Australian poet, novelist, and politician (1941–2017)

Rae Desmond Jones (11 August 1941 – 27 June 2017) was an Australian poet, novelist, short story writer and politician.

Jones was born in the mining town of Broken Hill in the far West of New South Wales. Although many of his poems and stories are concerned with urban experience, he always felt that desert landscapes were central to his language and perception. He wrote in colloquial language, which sometimes exploded in powerful narratives packed with ambiguous sexual and violent imagery, especially in his earlier poems and some of his novels.

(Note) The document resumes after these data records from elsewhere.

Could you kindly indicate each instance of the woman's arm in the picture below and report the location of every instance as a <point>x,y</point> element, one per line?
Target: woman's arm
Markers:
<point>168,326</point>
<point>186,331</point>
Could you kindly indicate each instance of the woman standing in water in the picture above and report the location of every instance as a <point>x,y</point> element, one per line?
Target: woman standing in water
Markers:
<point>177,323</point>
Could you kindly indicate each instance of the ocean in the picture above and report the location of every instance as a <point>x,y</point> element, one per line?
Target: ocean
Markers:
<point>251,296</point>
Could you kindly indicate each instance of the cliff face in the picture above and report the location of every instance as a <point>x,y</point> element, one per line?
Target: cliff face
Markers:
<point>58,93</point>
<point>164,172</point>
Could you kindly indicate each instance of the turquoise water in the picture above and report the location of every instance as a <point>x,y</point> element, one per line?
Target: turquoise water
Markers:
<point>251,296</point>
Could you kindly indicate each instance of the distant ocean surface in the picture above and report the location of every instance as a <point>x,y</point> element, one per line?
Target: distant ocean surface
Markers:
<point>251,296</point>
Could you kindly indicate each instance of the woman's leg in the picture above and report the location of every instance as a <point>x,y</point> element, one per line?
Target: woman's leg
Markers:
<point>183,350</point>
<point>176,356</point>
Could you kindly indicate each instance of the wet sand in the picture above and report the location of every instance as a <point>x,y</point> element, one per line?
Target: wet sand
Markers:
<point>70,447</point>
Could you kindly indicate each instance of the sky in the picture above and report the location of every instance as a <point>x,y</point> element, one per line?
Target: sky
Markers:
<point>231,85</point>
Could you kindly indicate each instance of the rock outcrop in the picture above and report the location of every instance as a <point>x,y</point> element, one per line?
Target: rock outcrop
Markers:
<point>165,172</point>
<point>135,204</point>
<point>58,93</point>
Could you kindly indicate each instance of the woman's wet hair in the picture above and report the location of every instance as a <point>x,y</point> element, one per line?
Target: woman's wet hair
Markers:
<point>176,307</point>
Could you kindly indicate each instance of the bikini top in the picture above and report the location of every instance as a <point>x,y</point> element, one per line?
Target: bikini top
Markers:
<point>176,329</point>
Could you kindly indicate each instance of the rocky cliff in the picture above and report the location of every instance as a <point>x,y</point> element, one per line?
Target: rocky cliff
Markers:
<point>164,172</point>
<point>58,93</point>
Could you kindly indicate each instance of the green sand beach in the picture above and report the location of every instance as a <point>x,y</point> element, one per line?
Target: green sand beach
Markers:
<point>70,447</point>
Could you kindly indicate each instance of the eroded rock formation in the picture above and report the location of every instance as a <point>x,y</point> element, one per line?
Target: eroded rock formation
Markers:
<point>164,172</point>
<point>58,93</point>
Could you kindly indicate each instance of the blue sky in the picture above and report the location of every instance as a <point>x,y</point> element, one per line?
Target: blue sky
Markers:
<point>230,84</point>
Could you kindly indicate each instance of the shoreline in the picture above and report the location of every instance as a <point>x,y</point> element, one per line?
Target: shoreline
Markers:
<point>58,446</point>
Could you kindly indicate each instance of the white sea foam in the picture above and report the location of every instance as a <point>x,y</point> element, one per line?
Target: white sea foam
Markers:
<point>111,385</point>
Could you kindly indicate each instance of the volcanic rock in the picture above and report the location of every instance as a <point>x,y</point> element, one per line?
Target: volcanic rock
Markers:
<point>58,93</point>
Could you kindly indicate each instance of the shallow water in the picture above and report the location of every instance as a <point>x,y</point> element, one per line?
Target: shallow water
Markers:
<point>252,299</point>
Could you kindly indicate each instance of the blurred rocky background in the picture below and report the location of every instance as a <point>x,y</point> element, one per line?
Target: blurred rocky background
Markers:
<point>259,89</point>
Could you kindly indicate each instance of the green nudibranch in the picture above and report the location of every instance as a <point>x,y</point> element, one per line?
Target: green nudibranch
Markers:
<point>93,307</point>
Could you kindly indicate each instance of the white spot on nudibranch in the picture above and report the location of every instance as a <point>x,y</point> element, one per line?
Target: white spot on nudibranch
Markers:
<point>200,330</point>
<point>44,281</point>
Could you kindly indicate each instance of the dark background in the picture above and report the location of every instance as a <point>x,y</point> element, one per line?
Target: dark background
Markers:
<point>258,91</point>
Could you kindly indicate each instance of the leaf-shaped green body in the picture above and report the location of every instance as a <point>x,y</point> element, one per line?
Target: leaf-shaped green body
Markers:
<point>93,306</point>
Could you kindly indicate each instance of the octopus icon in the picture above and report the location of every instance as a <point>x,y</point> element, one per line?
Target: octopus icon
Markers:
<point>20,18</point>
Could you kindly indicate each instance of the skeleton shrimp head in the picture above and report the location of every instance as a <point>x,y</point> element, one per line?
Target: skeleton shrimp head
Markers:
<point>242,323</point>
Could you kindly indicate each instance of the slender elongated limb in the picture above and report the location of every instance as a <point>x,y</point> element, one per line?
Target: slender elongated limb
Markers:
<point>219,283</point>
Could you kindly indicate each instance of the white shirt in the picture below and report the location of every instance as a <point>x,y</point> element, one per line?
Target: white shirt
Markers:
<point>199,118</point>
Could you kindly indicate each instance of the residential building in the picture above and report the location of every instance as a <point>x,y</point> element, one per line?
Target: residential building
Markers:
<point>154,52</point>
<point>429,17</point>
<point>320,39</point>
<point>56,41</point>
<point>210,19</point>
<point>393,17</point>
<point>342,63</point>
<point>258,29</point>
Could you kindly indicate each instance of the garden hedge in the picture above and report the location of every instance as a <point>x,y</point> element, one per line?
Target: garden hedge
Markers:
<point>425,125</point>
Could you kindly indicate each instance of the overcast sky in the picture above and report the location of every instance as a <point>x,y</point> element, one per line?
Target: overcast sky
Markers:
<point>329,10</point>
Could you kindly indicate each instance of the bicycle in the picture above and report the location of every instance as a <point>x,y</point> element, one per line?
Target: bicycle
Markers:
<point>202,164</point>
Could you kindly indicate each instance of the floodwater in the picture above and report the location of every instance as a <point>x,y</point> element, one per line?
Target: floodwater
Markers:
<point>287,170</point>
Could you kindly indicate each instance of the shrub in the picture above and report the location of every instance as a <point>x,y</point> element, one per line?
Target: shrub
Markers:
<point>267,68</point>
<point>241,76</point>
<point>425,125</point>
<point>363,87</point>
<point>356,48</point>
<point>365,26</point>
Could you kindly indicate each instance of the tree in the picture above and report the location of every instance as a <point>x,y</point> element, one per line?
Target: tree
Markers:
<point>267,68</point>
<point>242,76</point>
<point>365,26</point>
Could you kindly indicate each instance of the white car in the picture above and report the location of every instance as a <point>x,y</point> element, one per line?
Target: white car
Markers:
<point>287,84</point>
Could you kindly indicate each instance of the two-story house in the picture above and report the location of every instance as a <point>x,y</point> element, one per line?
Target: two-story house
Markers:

He was involved with the Poets Union.

He became a popular mayor of Ashfield, an inner Sydney Municipality, from 2004 to 2006, and during that period held together a broad coalition of Labor Party, Green and Independent representatives. He said that for him "poetry and politics are mutually contradictory, and he finds consolation from each in the arms of the other."

==Bibliography==
Poetry
- Orpheus With A Tuba, Makar Press, 1973.
- The Mad Vibe, Saturday Centre, 1975.
- Shakti, Makar Press, 1977.
- The Palace of Art, Makar Press, 1981.
- Blow Out, Island Press, 2008.
- Baygone and other poems, Picaro Press, 2011.
- Thirteen Poems from the Dead, Polar Bear Press 2011.
- Decline and Fall, Flying Islands Press, 2011.
- The Selected Your Friendly Fascist, (as editor), Rochford Press, 2012.
- It Comes From All Directions: New and Selected Poems, Grand Parade Poets, 2013.
- The End of the Line, Rochford Press, 2019.

Novels
- The Lemon Tree, Angus & Robertson, 1990.
- Wisdom, Blackwattle Press, 1995.

Short stories
- Walking The Line, Red Press, 1979.

Video/DVD
- Rae Jones: Poet With A Tuba, Vanguard 1985.